EL PENSADOR por Antonio Pippo
Esta cuarentena nos está volviendo un poco locos a todos.
Quizás por eso tuve un sueño raro, con algunos matices obscenos pero original al fin, donde la protagonista era una familia tipo –padre, madre, dos hijos adolescentes y los abuelos- tomando conciencia del virtual agotamiento de las ideas para no tirarse de a uno por la ventana.
Entonces, de pronto, al jefe del grupo, un patriarca con arrojo e imaginación, propuso ir al living, retirar los muebles, poner sillas y sentarse todos en un círculo. Bueno, muy imaginativo no fue, salvo por los fantasmas que saltaron desde el ciclópeo aburrimiento: al fin y el cabo, era una sesión del tipo de las que acostumbran a realizar en las terapias colectivas los alcohólicos u otros adictos, para descubrir algo no dicho todavía.

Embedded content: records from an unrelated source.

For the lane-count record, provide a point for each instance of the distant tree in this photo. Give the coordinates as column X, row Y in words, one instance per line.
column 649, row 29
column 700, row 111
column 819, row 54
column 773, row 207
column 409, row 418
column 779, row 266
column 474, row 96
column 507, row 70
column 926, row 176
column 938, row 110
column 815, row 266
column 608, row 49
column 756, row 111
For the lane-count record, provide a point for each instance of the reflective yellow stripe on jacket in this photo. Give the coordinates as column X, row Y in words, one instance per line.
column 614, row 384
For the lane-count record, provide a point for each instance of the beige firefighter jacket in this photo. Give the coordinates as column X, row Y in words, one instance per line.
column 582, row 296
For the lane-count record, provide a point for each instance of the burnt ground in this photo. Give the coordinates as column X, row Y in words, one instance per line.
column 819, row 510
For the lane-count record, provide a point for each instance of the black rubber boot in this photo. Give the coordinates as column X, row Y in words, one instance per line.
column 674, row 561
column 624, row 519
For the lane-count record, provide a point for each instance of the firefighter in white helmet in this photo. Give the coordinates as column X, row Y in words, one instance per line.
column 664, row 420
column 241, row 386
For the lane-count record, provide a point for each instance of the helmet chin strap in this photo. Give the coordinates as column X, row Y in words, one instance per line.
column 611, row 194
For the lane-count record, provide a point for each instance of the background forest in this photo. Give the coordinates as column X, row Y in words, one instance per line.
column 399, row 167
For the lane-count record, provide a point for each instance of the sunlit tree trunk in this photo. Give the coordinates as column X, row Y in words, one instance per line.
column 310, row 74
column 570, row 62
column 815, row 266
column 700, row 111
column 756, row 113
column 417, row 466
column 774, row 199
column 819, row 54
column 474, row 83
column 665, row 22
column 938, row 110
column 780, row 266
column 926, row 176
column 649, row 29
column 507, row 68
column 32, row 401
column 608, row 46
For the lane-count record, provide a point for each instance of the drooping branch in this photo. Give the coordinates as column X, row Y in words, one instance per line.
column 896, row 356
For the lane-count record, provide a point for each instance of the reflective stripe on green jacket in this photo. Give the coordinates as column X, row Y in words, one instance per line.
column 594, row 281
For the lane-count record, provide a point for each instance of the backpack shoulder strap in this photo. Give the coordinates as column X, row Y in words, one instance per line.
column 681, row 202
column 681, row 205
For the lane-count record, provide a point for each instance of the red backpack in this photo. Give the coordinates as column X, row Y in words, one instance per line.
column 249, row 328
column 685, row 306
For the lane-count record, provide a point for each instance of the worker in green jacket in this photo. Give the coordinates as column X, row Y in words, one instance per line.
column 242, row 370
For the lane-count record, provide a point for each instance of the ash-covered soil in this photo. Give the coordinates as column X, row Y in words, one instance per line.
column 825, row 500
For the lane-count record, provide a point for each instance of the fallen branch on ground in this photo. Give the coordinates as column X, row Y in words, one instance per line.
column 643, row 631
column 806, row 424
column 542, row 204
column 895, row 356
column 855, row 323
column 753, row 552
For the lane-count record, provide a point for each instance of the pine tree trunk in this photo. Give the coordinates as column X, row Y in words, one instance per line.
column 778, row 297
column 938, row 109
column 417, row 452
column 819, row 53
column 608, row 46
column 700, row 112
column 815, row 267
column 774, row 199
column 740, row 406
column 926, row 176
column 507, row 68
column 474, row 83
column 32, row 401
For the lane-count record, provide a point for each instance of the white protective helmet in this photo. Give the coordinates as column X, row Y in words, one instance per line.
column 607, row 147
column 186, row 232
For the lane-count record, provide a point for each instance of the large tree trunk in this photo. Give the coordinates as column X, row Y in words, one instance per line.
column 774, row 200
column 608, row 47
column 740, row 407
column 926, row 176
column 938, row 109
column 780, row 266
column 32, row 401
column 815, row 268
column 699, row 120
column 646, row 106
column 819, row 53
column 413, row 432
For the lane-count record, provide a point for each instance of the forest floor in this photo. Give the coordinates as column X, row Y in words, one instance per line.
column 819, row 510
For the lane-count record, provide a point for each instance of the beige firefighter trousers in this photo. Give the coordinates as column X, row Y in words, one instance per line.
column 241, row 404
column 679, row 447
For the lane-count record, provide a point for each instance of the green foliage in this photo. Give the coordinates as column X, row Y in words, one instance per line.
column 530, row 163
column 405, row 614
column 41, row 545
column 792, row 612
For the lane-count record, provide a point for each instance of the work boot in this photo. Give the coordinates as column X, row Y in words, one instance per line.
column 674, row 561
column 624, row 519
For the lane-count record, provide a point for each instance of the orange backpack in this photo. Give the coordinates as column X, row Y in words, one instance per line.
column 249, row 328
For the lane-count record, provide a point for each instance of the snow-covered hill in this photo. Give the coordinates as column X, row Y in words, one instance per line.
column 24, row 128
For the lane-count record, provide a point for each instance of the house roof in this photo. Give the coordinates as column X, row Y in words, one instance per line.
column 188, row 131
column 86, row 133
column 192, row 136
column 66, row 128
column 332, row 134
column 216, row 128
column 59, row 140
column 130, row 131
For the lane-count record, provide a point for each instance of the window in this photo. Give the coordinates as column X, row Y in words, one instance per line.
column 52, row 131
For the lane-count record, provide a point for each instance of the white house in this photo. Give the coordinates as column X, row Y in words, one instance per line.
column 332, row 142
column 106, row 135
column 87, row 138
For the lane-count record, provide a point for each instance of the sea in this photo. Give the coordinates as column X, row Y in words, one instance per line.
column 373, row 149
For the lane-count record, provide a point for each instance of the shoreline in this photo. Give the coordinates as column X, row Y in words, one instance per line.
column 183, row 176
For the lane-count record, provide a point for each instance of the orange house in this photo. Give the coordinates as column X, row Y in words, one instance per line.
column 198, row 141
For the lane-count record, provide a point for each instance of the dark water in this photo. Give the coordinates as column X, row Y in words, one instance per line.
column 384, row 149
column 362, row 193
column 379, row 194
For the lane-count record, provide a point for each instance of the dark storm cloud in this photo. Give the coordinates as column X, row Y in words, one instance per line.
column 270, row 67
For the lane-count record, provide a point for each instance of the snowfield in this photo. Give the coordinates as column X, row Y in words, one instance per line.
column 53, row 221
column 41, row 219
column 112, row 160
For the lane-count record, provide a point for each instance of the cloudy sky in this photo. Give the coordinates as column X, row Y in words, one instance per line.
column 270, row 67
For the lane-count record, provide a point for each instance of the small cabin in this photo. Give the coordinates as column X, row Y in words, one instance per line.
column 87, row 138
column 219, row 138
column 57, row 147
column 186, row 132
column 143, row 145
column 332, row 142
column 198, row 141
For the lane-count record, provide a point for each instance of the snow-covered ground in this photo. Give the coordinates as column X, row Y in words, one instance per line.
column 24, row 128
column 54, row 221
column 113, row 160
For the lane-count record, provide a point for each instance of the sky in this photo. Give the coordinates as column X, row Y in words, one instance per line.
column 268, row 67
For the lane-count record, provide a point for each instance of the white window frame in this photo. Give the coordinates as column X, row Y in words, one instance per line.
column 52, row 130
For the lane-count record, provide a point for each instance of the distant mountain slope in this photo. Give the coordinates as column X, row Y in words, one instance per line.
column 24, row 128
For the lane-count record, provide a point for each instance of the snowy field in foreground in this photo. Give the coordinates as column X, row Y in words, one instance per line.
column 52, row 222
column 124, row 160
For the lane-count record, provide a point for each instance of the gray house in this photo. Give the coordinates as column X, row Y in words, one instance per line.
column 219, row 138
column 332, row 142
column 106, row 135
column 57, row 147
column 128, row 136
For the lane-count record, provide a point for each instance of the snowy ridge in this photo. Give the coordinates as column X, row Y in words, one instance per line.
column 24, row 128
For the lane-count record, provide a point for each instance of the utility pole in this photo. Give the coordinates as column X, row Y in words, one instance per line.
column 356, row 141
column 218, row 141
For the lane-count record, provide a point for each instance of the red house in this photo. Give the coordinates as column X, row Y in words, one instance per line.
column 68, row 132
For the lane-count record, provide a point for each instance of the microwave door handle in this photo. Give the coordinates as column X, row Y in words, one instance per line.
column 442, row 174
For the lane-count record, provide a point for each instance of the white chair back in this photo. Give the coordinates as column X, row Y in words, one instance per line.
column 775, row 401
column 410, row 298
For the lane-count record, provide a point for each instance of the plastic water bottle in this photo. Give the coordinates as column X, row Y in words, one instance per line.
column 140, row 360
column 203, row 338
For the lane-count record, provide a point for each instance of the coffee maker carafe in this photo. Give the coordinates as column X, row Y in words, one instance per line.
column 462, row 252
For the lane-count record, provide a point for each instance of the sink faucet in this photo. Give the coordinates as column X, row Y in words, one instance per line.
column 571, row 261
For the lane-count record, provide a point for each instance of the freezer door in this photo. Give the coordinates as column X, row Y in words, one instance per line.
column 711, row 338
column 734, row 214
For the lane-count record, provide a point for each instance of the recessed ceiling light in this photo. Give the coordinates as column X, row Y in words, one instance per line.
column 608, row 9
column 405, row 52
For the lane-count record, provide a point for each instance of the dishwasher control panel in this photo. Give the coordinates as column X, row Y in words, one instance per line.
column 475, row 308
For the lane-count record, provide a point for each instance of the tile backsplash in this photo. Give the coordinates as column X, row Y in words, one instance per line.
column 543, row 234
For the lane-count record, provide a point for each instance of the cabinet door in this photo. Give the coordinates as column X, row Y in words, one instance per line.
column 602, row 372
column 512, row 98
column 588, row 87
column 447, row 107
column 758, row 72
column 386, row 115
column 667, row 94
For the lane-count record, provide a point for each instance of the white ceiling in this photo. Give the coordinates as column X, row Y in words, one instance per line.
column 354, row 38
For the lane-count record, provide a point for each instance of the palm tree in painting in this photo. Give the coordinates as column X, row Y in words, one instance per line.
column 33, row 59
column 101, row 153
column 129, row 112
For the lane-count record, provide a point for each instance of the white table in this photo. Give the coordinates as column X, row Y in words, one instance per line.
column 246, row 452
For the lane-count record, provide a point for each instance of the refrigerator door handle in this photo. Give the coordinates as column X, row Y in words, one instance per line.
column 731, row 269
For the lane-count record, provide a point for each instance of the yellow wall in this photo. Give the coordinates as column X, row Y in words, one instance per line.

El padre tomó la posta y le preguntó a su esposa:
-Tú querida, ¿qué tienes para decirnos?
La mujer resopló y luego fue un ventarrón: -Mirá, la verdad, estoy podrida de hacer el amor a oscuras, como dos bultos…
-Bueno… si querés, prendemos la luz…
– ¡Luz, las películas! Anoche te quedaste dormido cuando estaba abriendo las piernas, te tanteé y, encima del ronquido que largaste, lo que toqué parecía un gusanito. ¡Le pegué dos palmadas y se encogió más todavía! Menos mal que soy previsora: ¡Me compré un consolador, pelotudo!
El tipo, pálido y abatido, quedó sin palabras. Y tomó la posta el abuelo:
-Yo quiero contarles que tengo un sueño recurrente. Me disfrazo y paseo orondo por la casa y hasta salgo al balcón y saludo…
-Pero, viejo, eso no tiene nada de raro…
-No sé… porque estoy siempre con una minifalda transparente, peluca rubia larga, labios pintados de negro y unos preciosos zapatos rojos de taco aguja…
Se hizo un silencio espeso, hasta que el patriarca pudo tirar la pelota al óbol:
– ¿Y vos, mamá?
-A mí Netflix me tiene podrida… quiero que arreglen la casetera y alquilar películas importantes…
– ¿Cómo cuáles?
-Y, yo qué sé… “Sexo profundo”, “Orgías para hembras calientes” o “En patota tenés más orgasmos” …
No hubo silencio. Saltó la hija adolescente como un resorte:
– ¡Ah, sí a la abuela la conforman con una casetera, yo quiero pasar la cuarentena con el Brian…
-Pero querida, si no vive acá… No puede venir.
La chiquilina miró a la madre y soltó la bomba:
-Bueno, entonces prestame ese consolador que dijiste… ¿Está bueno, che?
El padre abrió la boca, pero el hijo no lo dejó hablar:
-Yo he pensado en empezar a tomarme la temperatura todos los días…
-Bueno, tampoco el fanatismo. No es necesario, nene…
-Pasa que yo pensé en usar el termómetro ése de la abuela, el grueso, bien grueso…
– ¿Tenés miedo que los comunes se te resbalen de la axila? ¿O tenés idea de colocártelo en la boca?
-No, qué boca… ¡mi intención es metérmelo en el culo ¡
Ahora el silencio fue sepulcral. Hasta que la esposa del ingenioso lo miró fijo y le espetó, sin anestesia:
-¿Y vos, recontra boludo, después de todo este blonqui que armaste con esta idea idiota, qué vas a decir, si es que vas a decir algo?
El hombre estiró lentamente el torso –se había ido encogiendo de a poco-, suspiró como si pensara rajar para el cementerio del Norte, y dijo:
-A esta altura sólo quiero que o pase rápido la cuarentena o pueda venir un escribano con tapabocas…
Las miradas convergieron sobre él.
-Quiero rehacer el testamento.
No hay caso. Si algo va a dejar esta pandemia –en caso que nos salvemos- será una revolución sexual de imprevisibles consecuencias.